¿Qué son los tés herbales, las tisanas y las infusiones? Los tés herbales son parte importante del mundo de los tés, aunque no son tés técnicamente hablando. Aquí aprenderá la diferencia entre las tisanas (o tés herbales) y los verdaderos tés, cómo se categorizan las tisanas y cómo prepararlas en casa.

El té y el “té herbal”

Escuchando una expresión como “té herbal” uno creería que la manzanilla, la menta, el rooibos y similares serían tés. Sin embargo, los tés genuinos (té verde, negro, etc.) provienen únicamente de la planta Camellia sinensis.
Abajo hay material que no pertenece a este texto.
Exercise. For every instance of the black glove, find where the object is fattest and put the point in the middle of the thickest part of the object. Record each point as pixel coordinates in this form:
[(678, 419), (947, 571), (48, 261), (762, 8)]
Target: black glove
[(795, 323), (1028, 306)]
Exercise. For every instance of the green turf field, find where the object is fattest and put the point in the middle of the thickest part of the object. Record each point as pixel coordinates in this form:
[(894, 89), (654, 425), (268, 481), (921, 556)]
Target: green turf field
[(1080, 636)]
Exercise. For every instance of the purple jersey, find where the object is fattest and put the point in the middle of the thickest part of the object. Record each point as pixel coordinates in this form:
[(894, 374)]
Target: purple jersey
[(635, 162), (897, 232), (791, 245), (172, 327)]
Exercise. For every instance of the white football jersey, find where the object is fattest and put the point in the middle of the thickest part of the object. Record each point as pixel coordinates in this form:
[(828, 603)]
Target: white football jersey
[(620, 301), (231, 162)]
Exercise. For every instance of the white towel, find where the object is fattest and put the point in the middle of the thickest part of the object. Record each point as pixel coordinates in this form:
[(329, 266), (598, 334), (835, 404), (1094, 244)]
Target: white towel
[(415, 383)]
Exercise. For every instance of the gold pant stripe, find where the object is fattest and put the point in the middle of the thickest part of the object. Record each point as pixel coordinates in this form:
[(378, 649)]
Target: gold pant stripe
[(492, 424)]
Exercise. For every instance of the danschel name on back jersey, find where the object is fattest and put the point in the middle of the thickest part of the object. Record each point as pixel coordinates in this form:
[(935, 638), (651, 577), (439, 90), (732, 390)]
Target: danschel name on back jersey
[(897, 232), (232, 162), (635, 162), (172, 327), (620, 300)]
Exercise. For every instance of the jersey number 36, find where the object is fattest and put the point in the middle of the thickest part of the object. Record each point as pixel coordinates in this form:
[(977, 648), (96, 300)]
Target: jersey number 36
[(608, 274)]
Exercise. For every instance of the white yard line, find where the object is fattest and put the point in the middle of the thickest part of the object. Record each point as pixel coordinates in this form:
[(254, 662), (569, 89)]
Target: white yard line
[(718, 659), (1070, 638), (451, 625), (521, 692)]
Lo que conocemos como “té herbal” es en realidad una infusión o decocción hecha a partir de plantas diferentes a la del té. Por esta razón muchas personas prefieren emplear términos precisos como infusión o “tisana” para no caer en confusiones.

Las clases de tisanas

Las tisanas se categorizan a partir de la parte de la planta usada para prepararlas. Ejemplos de las categorías principales son:

  • Tisanas de hojas: bálsamo de limón, hierbabuena, limoncillo y verbena francesa.
  • Tisanas florales: rosa, manzanilla, cayena y lavanda.
  • Tisanas de cortezas: canela, olmo rojo o americano y corteza de cereza salvaje.
  • Tisanas de raíces: jengibre, equinácea y endivia.
  • Tisanas frutales: frambuesa, arándano, durazno y manzana.
  • Tisanas de semillas o especias: cardamomo, alcaravea e hinojo.

Las tisanas también pueden prepararse a partir de mezclas de plantas o de distintas partes de una misma planta. Algunas otras pueden hacerse con musgo, ramas u otras partes herbales. El “hongo té” o “kombucha” se considera una tisana, pero en realidad es una colonia simbiótica de bacterias y levaduras.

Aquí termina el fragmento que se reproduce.